The petition also charges violation of the humanitarian rule in the following language:

"* * * Defendant's agents and employees in charge of and operating said locomotive engine saw, or by the exercise of ordinary care on their part could and should have seen, said automobile in a position of peril in time, by the exercise of ordinary care on their part, to have avoided striking it with defendant's said locomotive; nevertheless defendant's said employees negligently and carelessly failed to check the speed of said locomotive or to use the means at hand to avoid striking said automobile as aforesaid, and negligently and carelessly failed to warn plaintiff and the driver of said automobile of the approach of the said train as aforesaid."

The answer is a general denial and a plea of contributory negligence on the part of the driver of the car in failing to exercise proper care and caution for plaintiff's safety. The reply is a general denial, a plea of the immature age of plaintiff, and an allegation that if the driver of the car is chargeable with negligence, the same cannot be charged against plaintiff.

Trial to a jury resulted in a verdict and judgment for plaintiff in the sum of $4,500. Demurrers offered at the close of plaintiff's evidence, and again at the close of all the evidence, were overruled. Motions for new trial and in arrest were unavailing, and defendant appeals.

At the threshold of the case we are confronted with plaintiff's motion to dismiss the appeal for violation of rule 16 of this court, wherein an appellant is required to file "a clear and concise statement of the case, without argument and without reference to issues of law or repetition of testimony of witnesses." It is charged that defendant's statement consists of discussion of the pleadings, instructions, and the setting out of excerpts "of testimony of witnesses from the viewpoint most favorable to defendant; that it omits testimony most favorable to plaintiff; and that the statement is argumentative.

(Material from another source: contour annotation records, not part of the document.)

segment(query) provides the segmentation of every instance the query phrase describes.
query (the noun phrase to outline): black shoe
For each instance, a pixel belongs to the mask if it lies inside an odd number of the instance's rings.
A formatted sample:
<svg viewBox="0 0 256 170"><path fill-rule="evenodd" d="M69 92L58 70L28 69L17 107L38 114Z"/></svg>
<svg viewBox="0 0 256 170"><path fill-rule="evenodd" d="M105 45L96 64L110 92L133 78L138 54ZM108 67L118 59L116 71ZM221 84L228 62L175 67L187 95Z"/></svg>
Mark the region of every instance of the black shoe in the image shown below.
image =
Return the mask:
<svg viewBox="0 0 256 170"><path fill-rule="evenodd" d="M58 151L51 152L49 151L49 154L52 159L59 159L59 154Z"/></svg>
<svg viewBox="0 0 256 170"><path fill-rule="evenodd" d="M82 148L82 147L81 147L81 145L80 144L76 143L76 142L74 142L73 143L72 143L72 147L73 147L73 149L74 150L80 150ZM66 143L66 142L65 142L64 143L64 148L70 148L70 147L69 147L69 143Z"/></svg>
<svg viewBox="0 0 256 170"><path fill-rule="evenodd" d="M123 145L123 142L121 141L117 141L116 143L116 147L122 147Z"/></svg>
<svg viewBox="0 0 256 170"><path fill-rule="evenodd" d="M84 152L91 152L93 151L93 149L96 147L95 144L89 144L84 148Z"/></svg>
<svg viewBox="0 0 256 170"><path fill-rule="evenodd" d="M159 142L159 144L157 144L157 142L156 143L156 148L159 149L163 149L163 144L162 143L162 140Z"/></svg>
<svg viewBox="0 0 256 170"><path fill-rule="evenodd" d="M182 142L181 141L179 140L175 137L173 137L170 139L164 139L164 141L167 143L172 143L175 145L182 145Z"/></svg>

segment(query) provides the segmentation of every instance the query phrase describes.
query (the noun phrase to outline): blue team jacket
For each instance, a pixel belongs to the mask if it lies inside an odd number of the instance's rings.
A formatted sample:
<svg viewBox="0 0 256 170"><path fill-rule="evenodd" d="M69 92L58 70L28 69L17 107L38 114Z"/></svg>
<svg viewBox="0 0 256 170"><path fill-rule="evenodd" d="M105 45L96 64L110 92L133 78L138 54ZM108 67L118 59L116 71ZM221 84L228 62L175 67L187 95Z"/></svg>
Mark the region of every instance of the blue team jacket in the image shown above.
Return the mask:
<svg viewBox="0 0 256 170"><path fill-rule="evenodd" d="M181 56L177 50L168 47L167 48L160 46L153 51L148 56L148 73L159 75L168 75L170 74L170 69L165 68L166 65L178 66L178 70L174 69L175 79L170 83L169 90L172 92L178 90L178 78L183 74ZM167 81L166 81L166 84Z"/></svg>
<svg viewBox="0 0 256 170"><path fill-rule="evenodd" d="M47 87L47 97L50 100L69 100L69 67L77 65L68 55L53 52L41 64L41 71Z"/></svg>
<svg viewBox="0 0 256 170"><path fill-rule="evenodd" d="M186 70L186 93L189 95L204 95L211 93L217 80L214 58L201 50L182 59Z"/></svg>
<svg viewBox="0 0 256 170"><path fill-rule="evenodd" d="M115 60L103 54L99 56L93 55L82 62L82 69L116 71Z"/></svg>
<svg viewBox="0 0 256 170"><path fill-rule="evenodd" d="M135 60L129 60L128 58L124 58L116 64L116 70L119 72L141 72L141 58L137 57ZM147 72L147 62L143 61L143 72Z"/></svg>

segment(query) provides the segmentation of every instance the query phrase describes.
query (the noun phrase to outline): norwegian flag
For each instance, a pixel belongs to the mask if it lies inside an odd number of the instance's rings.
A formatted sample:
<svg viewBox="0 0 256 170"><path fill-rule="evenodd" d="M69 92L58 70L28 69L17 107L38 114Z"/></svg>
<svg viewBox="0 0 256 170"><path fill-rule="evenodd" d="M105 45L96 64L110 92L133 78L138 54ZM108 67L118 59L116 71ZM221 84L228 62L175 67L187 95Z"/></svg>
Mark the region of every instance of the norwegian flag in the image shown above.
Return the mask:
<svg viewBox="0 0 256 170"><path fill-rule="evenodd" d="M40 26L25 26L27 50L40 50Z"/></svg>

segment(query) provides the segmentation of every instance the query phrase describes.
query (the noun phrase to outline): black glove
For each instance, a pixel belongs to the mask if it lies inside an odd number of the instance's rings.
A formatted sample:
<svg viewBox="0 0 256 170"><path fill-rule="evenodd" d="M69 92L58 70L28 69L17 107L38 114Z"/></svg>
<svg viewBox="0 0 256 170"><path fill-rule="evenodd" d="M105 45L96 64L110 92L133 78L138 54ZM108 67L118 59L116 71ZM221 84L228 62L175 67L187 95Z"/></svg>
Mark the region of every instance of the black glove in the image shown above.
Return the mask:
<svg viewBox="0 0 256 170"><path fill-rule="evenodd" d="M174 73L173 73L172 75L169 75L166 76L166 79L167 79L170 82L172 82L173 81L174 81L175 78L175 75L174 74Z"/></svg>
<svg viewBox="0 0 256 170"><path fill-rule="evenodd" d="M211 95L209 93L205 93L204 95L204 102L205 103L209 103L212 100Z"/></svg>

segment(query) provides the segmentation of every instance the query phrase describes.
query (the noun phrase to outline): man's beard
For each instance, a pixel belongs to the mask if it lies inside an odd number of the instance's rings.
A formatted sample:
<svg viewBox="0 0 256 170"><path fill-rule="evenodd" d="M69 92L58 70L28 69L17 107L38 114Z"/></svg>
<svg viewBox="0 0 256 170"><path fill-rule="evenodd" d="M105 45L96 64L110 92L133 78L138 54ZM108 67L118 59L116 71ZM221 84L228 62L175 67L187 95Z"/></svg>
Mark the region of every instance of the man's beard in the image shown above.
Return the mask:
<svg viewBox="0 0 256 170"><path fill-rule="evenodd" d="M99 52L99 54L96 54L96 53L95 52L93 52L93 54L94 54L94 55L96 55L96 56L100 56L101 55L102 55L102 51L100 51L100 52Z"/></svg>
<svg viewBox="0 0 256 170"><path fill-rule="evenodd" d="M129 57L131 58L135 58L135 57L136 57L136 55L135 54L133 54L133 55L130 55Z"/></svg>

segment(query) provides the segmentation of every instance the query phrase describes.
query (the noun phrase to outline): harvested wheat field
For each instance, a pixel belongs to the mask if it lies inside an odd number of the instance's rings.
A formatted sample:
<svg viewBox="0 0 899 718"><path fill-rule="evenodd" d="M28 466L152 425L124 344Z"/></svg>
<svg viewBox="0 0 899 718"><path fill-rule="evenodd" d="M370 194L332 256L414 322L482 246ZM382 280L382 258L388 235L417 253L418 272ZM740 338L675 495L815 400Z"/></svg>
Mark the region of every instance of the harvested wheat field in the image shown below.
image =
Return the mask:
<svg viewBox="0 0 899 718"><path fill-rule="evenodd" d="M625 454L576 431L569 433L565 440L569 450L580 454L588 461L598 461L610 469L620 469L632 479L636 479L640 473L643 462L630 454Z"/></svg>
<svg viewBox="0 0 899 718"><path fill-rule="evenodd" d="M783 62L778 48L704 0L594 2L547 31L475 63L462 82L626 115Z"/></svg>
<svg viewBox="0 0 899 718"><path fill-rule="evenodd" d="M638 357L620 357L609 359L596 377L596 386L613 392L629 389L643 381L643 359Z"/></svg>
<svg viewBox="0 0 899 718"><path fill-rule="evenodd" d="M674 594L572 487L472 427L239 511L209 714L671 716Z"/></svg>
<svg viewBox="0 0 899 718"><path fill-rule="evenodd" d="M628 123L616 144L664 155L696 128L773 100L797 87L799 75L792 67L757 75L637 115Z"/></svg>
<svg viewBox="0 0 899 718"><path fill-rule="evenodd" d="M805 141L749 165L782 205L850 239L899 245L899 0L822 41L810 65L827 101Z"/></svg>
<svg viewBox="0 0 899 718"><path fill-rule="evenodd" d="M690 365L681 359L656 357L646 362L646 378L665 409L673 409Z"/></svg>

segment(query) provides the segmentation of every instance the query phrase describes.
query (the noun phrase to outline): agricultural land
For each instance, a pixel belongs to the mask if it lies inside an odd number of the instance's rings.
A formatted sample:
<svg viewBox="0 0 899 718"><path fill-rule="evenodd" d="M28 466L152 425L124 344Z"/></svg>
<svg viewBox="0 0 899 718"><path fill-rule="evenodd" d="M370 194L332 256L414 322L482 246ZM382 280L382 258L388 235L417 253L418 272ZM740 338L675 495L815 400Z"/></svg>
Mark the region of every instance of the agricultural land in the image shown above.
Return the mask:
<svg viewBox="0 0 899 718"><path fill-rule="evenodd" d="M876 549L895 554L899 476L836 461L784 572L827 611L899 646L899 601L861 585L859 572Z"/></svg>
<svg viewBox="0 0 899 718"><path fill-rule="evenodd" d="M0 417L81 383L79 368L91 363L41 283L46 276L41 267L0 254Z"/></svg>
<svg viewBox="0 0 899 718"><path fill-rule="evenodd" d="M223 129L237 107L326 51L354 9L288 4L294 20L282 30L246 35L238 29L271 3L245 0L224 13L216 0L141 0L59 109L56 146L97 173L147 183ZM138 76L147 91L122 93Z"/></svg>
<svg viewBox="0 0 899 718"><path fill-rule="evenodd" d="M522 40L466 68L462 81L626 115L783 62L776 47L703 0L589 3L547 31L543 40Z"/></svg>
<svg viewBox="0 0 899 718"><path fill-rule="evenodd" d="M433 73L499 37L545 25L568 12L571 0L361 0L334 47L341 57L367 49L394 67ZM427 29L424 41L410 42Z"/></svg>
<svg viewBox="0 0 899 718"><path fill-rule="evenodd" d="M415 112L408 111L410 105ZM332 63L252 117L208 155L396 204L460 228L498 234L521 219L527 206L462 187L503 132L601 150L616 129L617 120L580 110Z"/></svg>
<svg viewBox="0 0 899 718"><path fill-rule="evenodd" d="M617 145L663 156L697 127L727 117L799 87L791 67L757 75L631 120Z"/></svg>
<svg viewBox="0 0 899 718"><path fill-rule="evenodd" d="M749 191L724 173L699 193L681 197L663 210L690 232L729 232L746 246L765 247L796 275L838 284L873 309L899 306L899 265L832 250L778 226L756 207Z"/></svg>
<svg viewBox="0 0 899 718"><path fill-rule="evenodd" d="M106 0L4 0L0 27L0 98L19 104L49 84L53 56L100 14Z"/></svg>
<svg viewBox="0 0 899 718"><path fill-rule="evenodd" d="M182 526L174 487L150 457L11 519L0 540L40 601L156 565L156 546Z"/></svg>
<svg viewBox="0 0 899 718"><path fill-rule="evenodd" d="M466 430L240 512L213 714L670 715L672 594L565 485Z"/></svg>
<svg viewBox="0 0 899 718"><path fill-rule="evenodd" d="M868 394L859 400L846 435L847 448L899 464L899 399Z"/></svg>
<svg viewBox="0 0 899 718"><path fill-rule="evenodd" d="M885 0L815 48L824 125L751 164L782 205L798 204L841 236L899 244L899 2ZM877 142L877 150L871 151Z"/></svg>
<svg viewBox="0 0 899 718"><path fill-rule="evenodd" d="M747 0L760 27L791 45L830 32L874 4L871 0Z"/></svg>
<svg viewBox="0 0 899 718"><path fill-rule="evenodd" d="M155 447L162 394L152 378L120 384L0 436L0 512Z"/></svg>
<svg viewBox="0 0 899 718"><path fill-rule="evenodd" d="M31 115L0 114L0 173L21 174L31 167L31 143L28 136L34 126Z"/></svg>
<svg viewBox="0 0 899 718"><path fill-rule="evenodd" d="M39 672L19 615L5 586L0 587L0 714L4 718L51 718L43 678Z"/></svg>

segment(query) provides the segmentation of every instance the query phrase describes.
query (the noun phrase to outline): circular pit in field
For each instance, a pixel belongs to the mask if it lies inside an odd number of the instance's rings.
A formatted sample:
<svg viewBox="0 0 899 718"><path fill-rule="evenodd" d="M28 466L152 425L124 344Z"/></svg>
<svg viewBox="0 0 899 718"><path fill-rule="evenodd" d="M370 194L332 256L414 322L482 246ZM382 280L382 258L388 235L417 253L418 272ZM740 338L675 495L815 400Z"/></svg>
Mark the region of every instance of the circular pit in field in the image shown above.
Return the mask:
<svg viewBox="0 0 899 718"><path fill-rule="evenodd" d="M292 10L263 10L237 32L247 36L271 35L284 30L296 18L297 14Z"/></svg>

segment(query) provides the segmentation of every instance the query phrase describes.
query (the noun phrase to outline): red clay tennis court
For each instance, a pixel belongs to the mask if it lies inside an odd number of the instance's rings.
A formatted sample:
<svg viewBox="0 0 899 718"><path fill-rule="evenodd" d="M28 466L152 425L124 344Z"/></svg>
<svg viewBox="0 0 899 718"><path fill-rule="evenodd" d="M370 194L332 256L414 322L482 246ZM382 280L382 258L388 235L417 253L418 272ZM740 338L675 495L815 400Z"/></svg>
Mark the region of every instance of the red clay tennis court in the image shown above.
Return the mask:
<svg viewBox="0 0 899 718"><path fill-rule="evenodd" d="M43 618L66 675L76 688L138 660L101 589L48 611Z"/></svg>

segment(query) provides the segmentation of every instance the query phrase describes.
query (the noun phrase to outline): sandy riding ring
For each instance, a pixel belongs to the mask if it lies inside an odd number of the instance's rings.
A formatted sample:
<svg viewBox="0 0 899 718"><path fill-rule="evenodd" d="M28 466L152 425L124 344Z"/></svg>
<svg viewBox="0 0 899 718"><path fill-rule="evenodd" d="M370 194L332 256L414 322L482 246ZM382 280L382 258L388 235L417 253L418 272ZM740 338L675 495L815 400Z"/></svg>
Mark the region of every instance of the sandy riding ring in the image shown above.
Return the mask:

The purpose of rule 16, as stated therein, is to enable the court to be informed of the material facts of the case from the statements of appellant and respondent, without being required to glean them from the abstract of the record. While, in a general way, the statement before us may be open to respondent's criticism, the court is able to grasp the salient facts in the case without much difficulty and without recourse to the record While the statement may not come within the strict meaning of the rule, it is not such an infraction thereof as to warrant a dismissal of the appeal. The motion to dismiss is accordingly overruled, and we proceed to a consideration of the appeal on its merits.

The first assignment of error is that the court erred in refusing defendant's instructions in the nature of demurrers to the evidence. It is urged plaintiff did not make a case to go to the jury either under his charge of negligence, or under the humanitarian rule. We shall address ourselves first to the matter of the alleged negligence of defendant in failing to ring the bell or sound a warning in approaching the crossing. The negligence charged consists in the failure to give an alarm either by the ringing of the bell or sounding the whistle, and failure to slacken the speed of the train after the automobile was seen, or by the exercise of ordinary care could have been seen, by the engineer.

On this point the engineer testified that the bell was started ringing at Kirksville, several miles east; but he makes no claim that the whistle was blown at any time after passing the public highway crossing about one mile east of the scene of the accident.

Virgil Salisbury, who was plowing in the field adjoining the scene of the accident, testified that he had turned at the north end of the field and was facing south; that he saw the train approaching from a point about a half mile east at the bridge over Rye creek; that he was watching his grandfather driving toward the crossing. He was positive in his statement that the engine bell was not rung nor the whistle sounded. This is in flat contradiction to the engineer's statement that the bell was ringing. In this condition of the testimony, we cannot say that the question was not for the jury on this point.